Booknotes: Radical Warrior

New Arrival:
Radical Warrior: August Willich's Journey from German Revolutionary to Union General by David T. Dixon (UT Press, 2020).

"An estimated 200,000 men of German birth enlisted in the Union Army during the Civil War, far more than any other contemporary foreign-born population. One of these, Prussian Army officer Johann August Ernst von Willich, led a remarkable life of integrity, commitment to a cause, and interaction with leading lights of the nineteenth century." David Dixon's Radical Warrior: August Willich's Journey from German Revolutionary to Union General is a full biography, with over one-third of the book devoted to Willich's pre-Civil War life and most of the final three chapters covering his life after the conflict ended. "After resigning from the Prussian Army due to his republican beliefs, Willich led armed insurrections during the revolutions of 1848–49, with Friedrich Engels as his aide-de-camp. Ever committed to the goal of universal human rights, he once dueled a disciple of Karl Marx—whom he thought too conservative. Willich emigrated to the United States in 1853, eventually making his way to Cincinnati, where he served as editor of the daily labor newspaper the Cincinnati Republican."

More from the description: "With exhaustive research in both English and German language sources (the bibliography lists archives in Germany, France, and the Netherlands), author David T. Dixon chronicles the life of this ingenious military leader—a man who could also be stubborn, impulsive, and even foolhardy—risking his life unnecessarily in the face of overwhelming odds."

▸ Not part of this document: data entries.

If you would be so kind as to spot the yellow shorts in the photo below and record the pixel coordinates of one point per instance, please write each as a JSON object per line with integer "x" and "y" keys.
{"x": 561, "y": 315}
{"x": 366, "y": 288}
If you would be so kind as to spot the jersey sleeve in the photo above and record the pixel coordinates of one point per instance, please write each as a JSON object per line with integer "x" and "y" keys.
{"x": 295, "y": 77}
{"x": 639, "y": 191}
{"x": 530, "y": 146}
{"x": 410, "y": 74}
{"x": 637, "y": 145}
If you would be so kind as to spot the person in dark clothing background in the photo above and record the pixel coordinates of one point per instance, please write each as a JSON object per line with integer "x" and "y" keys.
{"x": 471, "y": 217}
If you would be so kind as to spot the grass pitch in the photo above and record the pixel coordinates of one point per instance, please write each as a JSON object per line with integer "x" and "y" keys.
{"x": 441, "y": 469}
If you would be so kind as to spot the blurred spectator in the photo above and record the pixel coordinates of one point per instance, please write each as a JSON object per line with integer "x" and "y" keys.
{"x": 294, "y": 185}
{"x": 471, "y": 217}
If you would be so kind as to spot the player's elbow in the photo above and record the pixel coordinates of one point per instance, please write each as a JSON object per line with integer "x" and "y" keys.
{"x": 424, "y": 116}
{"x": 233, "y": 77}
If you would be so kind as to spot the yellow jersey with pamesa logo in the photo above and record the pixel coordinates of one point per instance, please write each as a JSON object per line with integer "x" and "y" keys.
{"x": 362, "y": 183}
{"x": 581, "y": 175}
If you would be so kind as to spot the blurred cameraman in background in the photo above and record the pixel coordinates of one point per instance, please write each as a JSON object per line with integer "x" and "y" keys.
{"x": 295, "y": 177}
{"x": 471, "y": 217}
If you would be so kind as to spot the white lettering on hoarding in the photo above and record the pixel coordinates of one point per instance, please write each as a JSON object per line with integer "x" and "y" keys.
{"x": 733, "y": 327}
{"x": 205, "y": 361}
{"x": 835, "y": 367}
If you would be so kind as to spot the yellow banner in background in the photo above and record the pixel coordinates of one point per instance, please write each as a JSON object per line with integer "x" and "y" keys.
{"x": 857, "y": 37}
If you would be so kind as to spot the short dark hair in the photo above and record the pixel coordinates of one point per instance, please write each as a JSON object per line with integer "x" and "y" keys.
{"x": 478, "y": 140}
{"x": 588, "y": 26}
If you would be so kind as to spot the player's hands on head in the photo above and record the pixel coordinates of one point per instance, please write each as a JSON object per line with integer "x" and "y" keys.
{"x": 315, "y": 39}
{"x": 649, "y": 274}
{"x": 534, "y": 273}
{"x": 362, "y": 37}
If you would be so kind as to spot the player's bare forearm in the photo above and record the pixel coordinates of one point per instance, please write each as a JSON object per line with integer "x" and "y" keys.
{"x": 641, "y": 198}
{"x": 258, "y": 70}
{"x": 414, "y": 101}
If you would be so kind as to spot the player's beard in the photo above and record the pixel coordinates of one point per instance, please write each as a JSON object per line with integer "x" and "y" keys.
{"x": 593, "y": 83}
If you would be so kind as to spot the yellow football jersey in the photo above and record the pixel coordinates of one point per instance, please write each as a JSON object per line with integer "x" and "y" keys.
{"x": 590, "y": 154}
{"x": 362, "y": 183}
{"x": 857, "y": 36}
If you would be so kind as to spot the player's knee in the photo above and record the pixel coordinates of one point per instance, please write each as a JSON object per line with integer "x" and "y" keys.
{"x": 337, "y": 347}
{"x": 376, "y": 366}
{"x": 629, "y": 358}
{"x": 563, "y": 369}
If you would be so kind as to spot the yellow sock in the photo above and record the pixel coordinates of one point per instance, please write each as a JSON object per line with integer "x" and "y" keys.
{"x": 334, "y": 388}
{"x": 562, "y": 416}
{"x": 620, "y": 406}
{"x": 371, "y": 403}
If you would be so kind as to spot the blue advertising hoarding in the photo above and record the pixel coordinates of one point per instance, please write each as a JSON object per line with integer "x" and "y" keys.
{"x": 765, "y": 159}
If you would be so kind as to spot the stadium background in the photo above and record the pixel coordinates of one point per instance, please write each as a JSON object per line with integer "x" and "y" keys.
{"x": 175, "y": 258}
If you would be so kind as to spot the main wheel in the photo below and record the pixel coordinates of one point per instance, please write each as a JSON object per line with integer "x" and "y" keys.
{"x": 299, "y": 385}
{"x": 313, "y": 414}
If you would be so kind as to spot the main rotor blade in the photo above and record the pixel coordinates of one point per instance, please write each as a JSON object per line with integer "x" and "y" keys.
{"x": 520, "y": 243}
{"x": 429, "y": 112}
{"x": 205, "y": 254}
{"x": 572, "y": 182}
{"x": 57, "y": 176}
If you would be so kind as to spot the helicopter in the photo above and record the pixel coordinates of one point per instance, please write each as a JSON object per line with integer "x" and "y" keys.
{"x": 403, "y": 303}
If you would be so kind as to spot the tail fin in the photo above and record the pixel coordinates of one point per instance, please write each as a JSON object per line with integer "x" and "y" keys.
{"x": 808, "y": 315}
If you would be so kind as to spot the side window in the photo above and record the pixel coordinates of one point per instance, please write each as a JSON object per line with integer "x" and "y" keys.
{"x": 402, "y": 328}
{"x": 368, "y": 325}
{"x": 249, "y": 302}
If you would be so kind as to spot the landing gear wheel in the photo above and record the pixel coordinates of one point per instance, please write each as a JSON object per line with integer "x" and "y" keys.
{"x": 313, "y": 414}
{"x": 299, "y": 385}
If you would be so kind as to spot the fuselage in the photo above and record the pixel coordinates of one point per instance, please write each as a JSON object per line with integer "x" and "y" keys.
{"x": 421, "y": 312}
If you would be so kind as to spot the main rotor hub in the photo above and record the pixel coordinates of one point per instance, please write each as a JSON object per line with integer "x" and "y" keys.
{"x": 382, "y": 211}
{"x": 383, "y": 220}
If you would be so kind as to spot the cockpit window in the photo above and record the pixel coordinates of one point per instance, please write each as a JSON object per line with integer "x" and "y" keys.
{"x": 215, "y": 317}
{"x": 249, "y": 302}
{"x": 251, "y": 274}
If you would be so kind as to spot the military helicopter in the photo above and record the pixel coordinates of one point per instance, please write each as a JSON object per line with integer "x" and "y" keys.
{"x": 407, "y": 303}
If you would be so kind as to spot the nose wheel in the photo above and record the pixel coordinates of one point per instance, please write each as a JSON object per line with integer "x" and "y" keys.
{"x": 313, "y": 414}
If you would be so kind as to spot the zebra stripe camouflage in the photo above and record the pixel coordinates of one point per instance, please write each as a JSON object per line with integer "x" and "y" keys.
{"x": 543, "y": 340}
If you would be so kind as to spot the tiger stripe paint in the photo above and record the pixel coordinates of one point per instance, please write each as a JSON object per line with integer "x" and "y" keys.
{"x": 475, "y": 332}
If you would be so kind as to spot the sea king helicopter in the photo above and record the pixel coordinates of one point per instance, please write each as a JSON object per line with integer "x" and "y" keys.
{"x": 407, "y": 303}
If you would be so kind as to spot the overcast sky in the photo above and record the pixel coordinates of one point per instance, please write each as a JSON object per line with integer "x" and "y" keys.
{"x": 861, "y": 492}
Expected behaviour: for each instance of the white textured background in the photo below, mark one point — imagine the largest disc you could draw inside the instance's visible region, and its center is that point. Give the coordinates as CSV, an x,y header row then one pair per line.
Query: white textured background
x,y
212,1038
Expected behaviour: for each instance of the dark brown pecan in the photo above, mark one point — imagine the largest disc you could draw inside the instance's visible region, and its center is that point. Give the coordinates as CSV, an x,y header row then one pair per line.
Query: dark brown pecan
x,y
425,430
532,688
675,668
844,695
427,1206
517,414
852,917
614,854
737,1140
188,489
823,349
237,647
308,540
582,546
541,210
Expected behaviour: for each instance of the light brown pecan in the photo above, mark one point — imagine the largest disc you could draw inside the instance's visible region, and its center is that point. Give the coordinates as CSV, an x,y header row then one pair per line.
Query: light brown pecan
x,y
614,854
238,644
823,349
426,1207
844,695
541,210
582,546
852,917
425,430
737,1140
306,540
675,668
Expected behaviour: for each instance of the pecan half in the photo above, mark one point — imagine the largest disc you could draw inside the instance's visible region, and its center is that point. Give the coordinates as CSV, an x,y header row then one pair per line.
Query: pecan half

"As soon as shots were fired at Fort Sumter, fifty-year-old Willich helped raise a regiment to fight for the Union. Though he had been a lieutenant in Europe, he enlisted as a private. He later commanded an all-German regiment, rose to the rank of brigadier general, and was later brevetted major general." Willich distinguished himself in numerous campaigns from West Virginia in 1861 through the 1864 Atlanta Campaign. He was wounded badly (losing an arm) during the latter but returned to the army to serve in rear area postings for the remainder of the war. 

Dixon's "narrative places the Civil War in a global context. For Willich and other so-called “Forty-Eighters” who emigrated after the European revolutions, the nature and implications of the conflict turned not on Lincoln’s conservative goal of maintaining the national Union, but on issues of social justice, including slavery, free labor, and popular self-government."